Jerkin finally accepted this, but a drunk young army officer insulted him in passing. Chris insulted him back, calling him a filthy name. The officer punched the XO, and got a bottle upside the head in return. The officer screamed and leapt on Chris, getting him around the throat and crashing him back through the table, smashing his head into the floor. Will excused himself from Amanda, having been waiting for this, grabbed two beer bottles, and swung them from both sides into the drunk officer's head from behind. The XO stabbed the man with the broken bottle, almost killing him. At this point the Shore Patrol's whistles sounded, and panic ensued. Jerkin got everyone out by hiding in the fridge until the SP passed, the out through the loading dock.
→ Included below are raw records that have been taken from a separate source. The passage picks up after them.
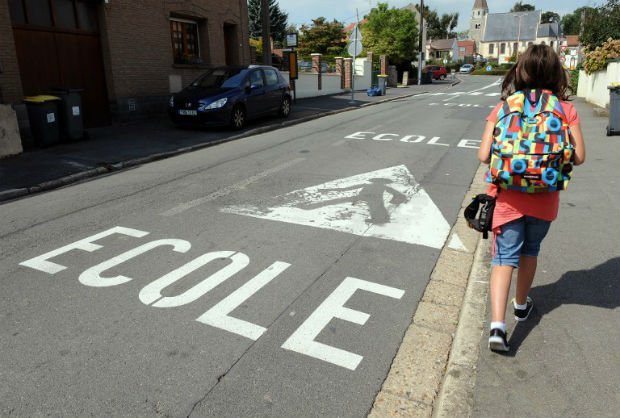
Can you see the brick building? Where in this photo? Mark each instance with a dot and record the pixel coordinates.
(126, 55)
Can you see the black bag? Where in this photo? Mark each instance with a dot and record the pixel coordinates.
(479, 214)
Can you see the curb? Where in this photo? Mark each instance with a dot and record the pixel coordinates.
(431, 373)
(11, 194)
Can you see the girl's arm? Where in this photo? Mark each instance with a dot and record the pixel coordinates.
(484, 153)
(579, 144)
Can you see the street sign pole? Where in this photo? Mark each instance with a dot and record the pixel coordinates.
(357, 37)
(420, 42)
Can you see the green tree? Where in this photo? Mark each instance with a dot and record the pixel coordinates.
(277, 25)
(321, 37)
(392, 32)
(447, 23)
(600, 24)
(549, 17)
(521, 7)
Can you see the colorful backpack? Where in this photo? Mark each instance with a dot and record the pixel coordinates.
(532, 150)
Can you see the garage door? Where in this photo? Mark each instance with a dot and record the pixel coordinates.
(58, 45)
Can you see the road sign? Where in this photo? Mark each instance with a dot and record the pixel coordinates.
(355, 48)
(356, 34)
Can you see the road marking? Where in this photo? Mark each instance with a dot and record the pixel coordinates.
(303, 339)
(41, 262)
(230, 189)
(387, 204)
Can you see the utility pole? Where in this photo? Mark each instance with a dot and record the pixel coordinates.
(420, 59)
(266, 23)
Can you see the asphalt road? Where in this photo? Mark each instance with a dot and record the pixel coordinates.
(274, 275)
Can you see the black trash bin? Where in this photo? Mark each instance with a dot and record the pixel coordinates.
(614, 111)
(44, 120)
(71, 119)
(427, 77)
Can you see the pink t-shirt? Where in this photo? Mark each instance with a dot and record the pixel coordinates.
(512, 204)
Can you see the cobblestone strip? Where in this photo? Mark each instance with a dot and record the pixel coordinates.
(414, 383)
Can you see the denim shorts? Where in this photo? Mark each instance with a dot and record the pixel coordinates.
(520, 237)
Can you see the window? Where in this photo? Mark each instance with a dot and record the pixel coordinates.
(185, 41)
(272, 77)
(55, 15)
(256, 78)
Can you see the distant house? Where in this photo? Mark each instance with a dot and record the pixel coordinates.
(447, 49)
(571, 53)
(125, 56)
(501, 35)
(467, 48)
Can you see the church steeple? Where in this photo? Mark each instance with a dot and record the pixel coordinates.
(481, 4)
(478, 21)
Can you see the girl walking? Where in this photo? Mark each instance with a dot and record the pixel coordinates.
(521, 220)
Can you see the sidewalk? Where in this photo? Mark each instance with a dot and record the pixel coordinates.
(564, 361)
(117, 147)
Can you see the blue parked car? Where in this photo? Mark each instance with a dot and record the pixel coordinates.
(231, 96)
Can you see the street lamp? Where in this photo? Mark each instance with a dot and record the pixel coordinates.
(520, 15)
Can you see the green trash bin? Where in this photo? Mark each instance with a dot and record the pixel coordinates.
(70, 113)
(43, 116)
(614, 110)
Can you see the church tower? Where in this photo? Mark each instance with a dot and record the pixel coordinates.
(478, 21)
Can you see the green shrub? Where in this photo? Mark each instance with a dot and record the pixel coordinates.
(597, 59)
(573, 81)
(496, 71)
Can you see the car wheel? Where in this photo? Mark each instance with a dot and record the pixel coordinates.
(285, 107)
(237, 119)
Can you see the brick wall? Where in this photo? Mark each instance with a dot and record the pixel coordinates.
(10, 82)
(138, 50)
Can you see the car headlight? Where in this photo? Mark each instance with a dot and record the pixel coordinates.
(213, 105)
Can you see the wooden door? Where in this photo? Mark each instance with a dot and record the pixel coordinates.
(62, 51)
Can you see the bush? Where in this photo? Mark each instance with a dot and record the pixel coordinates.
(597, 59)
(573, 81)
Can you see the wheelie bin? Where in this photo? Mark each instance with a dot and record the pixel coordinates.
(43, 116)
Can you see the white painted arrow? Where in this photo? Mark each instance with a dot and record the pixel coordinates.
(387, 204)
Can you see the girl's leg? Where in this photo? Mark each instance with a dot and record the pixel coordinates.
(500, 286)
(525, 277)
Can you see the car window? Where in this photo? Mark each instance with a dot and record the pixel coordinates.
(236, 80)
(217, 77)
(256, 78)
(271, 76)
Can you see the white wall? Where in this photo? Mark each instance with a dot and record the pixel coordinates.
(307, 83)
(593, 87)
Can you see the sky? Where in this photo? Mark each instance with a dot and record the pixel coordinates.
(303, 11)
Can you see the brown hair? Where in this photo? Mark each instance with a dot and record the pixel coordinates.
(539, 67)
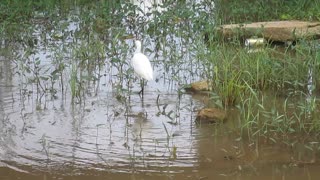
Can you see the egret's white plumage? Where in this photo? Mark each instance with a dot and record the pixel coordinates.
(141, 64)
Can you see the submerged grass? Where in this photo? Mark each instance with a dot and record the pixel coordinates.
(84, 37)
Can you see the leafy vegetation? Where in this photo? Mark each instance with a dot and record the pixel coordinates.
(85, 41)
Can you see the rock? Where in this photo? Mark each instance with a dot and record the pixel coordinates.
(198, 86)
(211, 115)
(281, 31)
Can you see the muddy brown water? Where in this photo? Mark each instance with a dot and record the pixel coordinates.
(107, 136)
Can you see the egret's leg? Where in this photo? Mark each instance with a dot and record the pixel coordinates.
(142, 86)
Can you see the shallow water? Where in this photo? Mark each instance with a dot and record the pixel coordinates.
(110, 132)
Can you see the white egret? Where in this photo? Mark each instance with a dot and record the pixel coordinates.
(141, 65)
Back on Maui, Mr. Tambeaux was driving the group back to lahaina, when he was startled to see a naked girl on the beach. Lamarr poked fun at him, inferring he'd never seen a naked woman before. The rest of the trip went without incident. When they got to the police station, the pilot was there. After some questioning. he admitted he was not always with the engineer, and that he would often wait with the plane while the engineer went off alone to do his exploration. One time he came back with a scroll with Japanese characters on it. He described the scroll. At this, lamarr thought the skipper may actually be onto something, He began getting interested.
The engineer was called back in. He had answers for everything. He had written the scroll. It was love poetry for a married woman he was seeing. She had it, and he would not give up her name. he had learned English in Kyushu from New York Jesuits - his family was Christian, like many in Kyushu. The skipper hmmmed. Lamarr walked about the room nervously. The skipper called in the field laborer who had been with the priest. Yes, the priest would often go away alone to pray. Yes, one time he went into a village to get some food when they ran out. Yes, he had a scroll like that for a while. He was thanked and sent back.
The skipper called the priest in. Yes, he had a scroll like that. No, he lost it when he stumbled crossing a stream. The skipper templed his hands in front of his face. "Let me paint a picture in words, about a priest who is passing information gathered on his walk to an engineer from Japan, who transmitted that information with a radio disguised as a sample case to a submarine offshore. this priest is being left to hang by the spy-engineer, who could care less what happened to the priest, this priest with a wife and children who would suffer greatly for what he had done." The priest broke down and confessed.
Lt. Bullock chortled as the engineer was brought in. The skipper told him what had been discovered. The engineer smiled. He was not afraid to die. He was happy to die for his Emperor. Lamarr clapped him on his shoulder, saying "You're done for, good buddy!" as the skipper explained that he would not die, that he would rot in a prison cell instead for the rest of his life. The engineer grinned and insisted he would indeed die. They heard a crack from the engineer's head, and the skipper reached across the desk to yank open the man's mouth, just as Lt. Bullock punched the engineer in the solar plexus. He breathed cyanide into the Skipper's face, but the skipper held his breath. The spy was dead, and wouldn't be talking any more.